Pour la gouverne du peuple avant celle des juges

À la suite des récentes décisions de la Cour suprême, le débat sur le gouvernement des juges a repris de plus belle au Québec. Certains voudraient en finir avec la critique de ce gouvernement au nom de la protection des minorités, de l’importance des contre-pouvoirs et du fait que les droits fondamentaux appartiennent aux citoyens.

On entend souvent dire que le gouvernement des juges est par essence le protecteur des minorités et des droits universels, alors que le Parlement serait par nature leur oppresseur. La réalité est beaucoup plus complexe. Pour ne prendre qu’un exemple parmi d’autres, dans l’arrêt Plessy c. Ferguson, la Cour suprême des États-Unis a confirmé la validité constitutionnelle de la ségrégation raciale pendant plus d’un demi-siècle. À l’inverse, il est arrivé très fréquemment que des élus adoptent des lois favorables aux minorités : pensons au Catholic Emancipation Act par lequel le Parlement britannique consacra l’égalité juridique des catholiques du Royaume-Uni.

L’argument favorable au gouvernement des juges parce qu’il s’assurerait que des majorités ne « s’en prennent pas » aux minorités est très problématique eu égard à la Charte canadienne des droits. Comme cette charte est le résultat du rapatriement de la Constitution, par lequel la majorité canadienne-anglaise « s’en est prise » à la minorité québécoise, la défendre équivaut à avaliser une manoeuvre contraire aux intérêts d’une minorité. Quant à l’argument selon lequel cette charte viserait à protéger des droits universels et que son aspect attentatoire à l’autonomie du Québec ne serait qu’accessoire, il est contredit par le texte. En effet, cette charte rend possible les traitements cruels, pour autant que le législateur invoque la clause dérogatoire, mais elle rend impossible l’exigence de la fréquentation de l’école française par les enfants d’immigrants provenant d’autres provinces, puisque le droit à l’instruction en anglais au Québec n’est pas assujetti à cette clause. Or, il va de soi que la protection contre la torture est un droit universel, alors que l’accès à l’école anglaise ne l’est pas. Le but de la Charte canadienne est donc de diminuer la capacité du Québec à promouvoir son caractère distinct plus que de protéger des droits universels.

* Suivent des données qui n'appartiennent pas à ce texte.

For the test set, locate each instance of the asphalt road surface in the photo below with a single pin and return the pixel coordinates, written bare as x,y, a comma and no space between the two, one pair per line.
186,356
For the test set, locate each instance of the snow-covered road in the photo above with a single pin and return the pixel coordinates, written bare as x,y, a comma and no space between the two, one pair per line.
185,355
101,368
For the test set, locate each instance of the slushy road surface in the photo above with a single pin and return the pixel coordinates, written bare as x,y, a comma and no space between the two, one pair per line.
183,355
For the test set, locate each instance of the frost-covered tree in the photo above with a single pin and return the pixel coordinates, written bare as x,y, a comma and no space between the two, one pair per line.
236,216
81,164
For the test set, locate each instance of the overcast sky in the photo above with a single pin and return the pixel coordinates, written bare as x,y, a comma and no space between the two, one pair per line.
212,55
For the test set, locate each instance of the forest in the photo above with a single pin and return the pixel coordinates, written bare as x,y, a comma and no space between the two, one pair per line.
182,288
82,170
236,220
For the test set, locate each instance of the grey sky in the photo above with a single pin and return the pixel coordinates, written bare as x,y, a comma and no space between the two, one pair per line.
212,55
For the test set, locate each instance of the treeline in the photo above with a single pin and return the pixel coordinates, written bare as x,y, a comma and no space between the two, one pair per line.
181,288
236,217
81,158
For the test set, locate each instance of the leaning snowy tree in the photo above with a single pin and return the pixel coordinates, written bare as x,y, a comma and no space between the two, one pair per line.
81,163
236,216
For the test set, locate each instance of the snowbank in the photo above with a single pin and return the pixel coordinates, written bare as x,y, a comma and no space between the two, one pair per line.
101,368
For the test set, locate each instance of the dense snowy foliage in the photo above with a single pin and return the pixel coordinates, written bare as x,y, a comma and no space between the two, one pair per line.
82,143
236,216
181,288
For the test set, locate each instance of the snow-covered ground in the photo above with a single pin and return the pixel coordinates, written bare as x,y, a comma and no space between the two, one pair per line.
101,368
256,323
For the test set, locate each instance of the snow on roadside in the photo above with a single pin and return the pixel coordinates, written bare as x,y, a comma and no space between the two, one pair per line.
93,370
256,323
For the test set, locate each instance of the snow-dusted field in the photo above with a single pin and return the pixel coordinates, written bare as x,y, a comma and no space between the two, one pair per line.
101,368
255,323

L’argument du gouvernement des juges comme contre-pouvoir pouvait avoir du sens à une époque où le Parlement était tout puissant. Ce n’est toutefois plus le cas à l’heure où des organismes supranationaux et des multinationales ont réduit considérablement ses pouvoirs. Particulièrement au Québec, le problème de la démocratie est moins l’omnipuissance du Parlement que son impotence. Et le gouvernement des juges, auquel les multinationales et les grands lobbys ont plus facilement accès que les simples citoyens, ne fait qu’empirer ce problème. Car saisir un tribunal ou monter jusqu’en Cour suprême, cela peut coûter des dizaines de milliers de dollars, voire plus. Sans parler du fait que les juges de la Cour suprême sont généralement issus des classes supérieures et parfois de grands cabinets d’avocats qui défendent les multinationales…

Des citoyens vigilants

À l’inverse, lorsqu’un projet de loi est étudié par l’Assemblée nationale, il est relativement aisé pour de simples citoyens de faire entendre leurs opinions. L’exemple des soins de fin de vie illustre cela à merveille. Avant de prendre sa décision dans ce dossier sensible, l’Assemblée nationale a entendu 32 experts et 353 personnes ou groupes, en plus de recevoir plus de 16 000 commentaires par courriel ou autrement. En comparaison, dans ce même dossier, la Cour suprême a entendu à peine 25 groupes, 4 procureurs généraux et 4 personnes.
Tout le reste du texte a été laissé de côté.